I don't have Windows so I'm not sure how I can test this. Can you run the ROM with simple64 and verify that the exploit works? Again, I don't see how it would since the values for the DRAM and SPMEM addresses are clamped when they are written

[bkimmett]

The rom I linked will not work as published to GitHub, as it works by downloading the exploit code from an external server (the guy's avatar on romhacking.com). This exploit code is no longer available.

However, it can also be triggered through ACE on Paper Mario, as demonstrated in this TAS: https://tasvideos.org/8982S

[loganmc10]

I'm going to close this until the issue can be reproduced on simple64, please reopen if that is the case

[bkimmett]

I've spoken to the creator of the original exploit. He says Simple64 is vulnerable, and that the cause is starting a write to the dram array at 0x800000, as that is beyond the size of the dram array.

(him) it is vulnerable - if you started an RSP DMA at ram 800000 then it would write out of bounds
(me) And this is because the ram... array?... is only 0x800000 big? Or...?
(him) yes

[loganmc10]

Do you not have access to the ROM? Is it not possible to test with simple64?

[bkimmett]

The rom was made in a way such that it fetched its exploit payload from an external server, when using an emulator that had the capability to do so (with libPl).
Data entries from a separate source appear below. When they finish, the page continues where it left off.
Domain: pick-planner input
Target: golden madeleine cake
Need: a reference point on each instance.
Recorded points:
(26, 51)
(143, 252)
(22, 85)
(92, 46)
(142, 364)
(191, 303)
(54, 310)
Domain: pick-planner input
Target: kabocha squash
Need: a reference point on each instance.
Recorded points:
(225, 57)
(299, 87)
The payload is no longer online and I don't think Simple64 integrates libPl anyway, so: no, I am unable to test the rom at this time.

The part of the rom that would download and execute the payload, before executing windows code, is here: https://github.com/devwizard64/rhc_slide2/blob/a396daf0603ed6aacffd8baa46b43770bfc69483/src/ext.c#L164

Note the use of PL_GetAvatar.

[loganmc10]

But if the emulator doesn't support libPL how is it vulnerable?
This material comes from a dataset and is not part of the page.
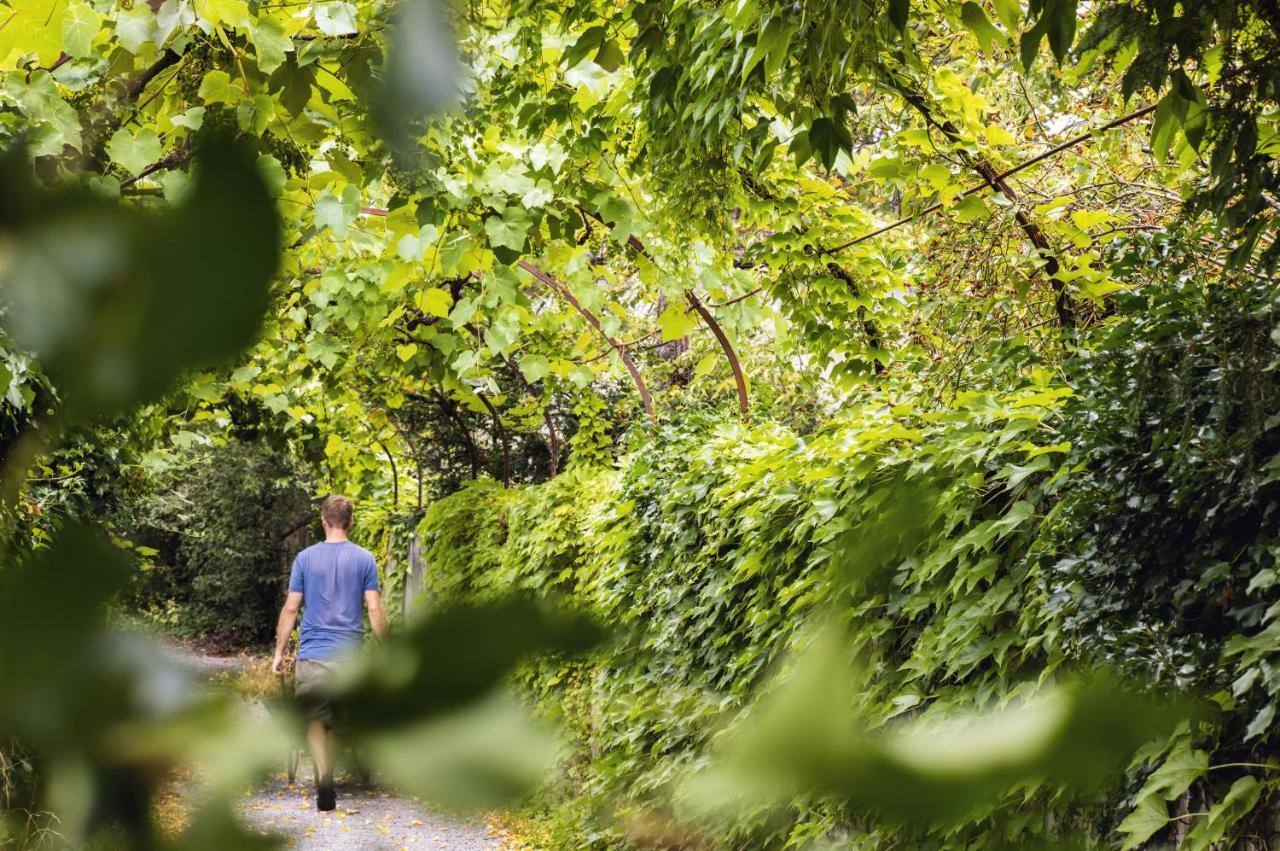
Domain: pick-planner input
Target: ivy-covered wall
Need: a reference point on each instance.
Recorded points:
(973, 550)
I guess I'm unclear on how the payload gets executed, even if you write unwanted data past 0x800000, how is it executed on the system?

[bkimmett]

LibPL was not used to execute the payload, only to retrieve it. The actual flaw comes in the buffer overflow performed in the DMA logic, where data is written off the end of the dram array.
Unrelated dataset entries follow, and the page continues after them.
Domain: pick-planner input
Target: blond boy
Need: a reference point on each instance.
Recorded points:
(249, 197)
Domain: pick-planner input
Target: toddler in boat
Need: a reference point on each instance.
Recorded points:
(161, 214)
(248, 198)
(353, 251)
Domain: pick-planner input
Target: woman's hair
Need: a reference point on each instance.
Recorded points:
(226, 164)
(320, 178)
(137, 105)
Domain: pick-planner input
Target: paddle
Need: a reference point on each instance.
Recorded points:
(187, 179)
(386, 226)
Regarding how a buffer overflow is turned into an exploit, Wikipedia notes:

Exploiting the behavior of a buffer overflow is a well-known security exploit. On many systems, the memory layout of a program, or the system as a whole, is well defined. By sending in data designed to cause a buffer overflow, it is possible to write into areas known to hold executable code and replace it with malicious code.

[loganmc10]

Ok thanks, I understand. I'll work on a fix. I don't think the fix in parallel-launcher is very robust. At least in mupen64plus, the user can choose between 4MB and 8MB of DRAM, so masking it at 0x7fffffu won't work for 4MB of RAM. There are also other DMA types in the code, but I don't know if parallel-launcher already has those addressed as well.

[bkimmett]

Thank you! I'm looking forward to seeing what you come up with.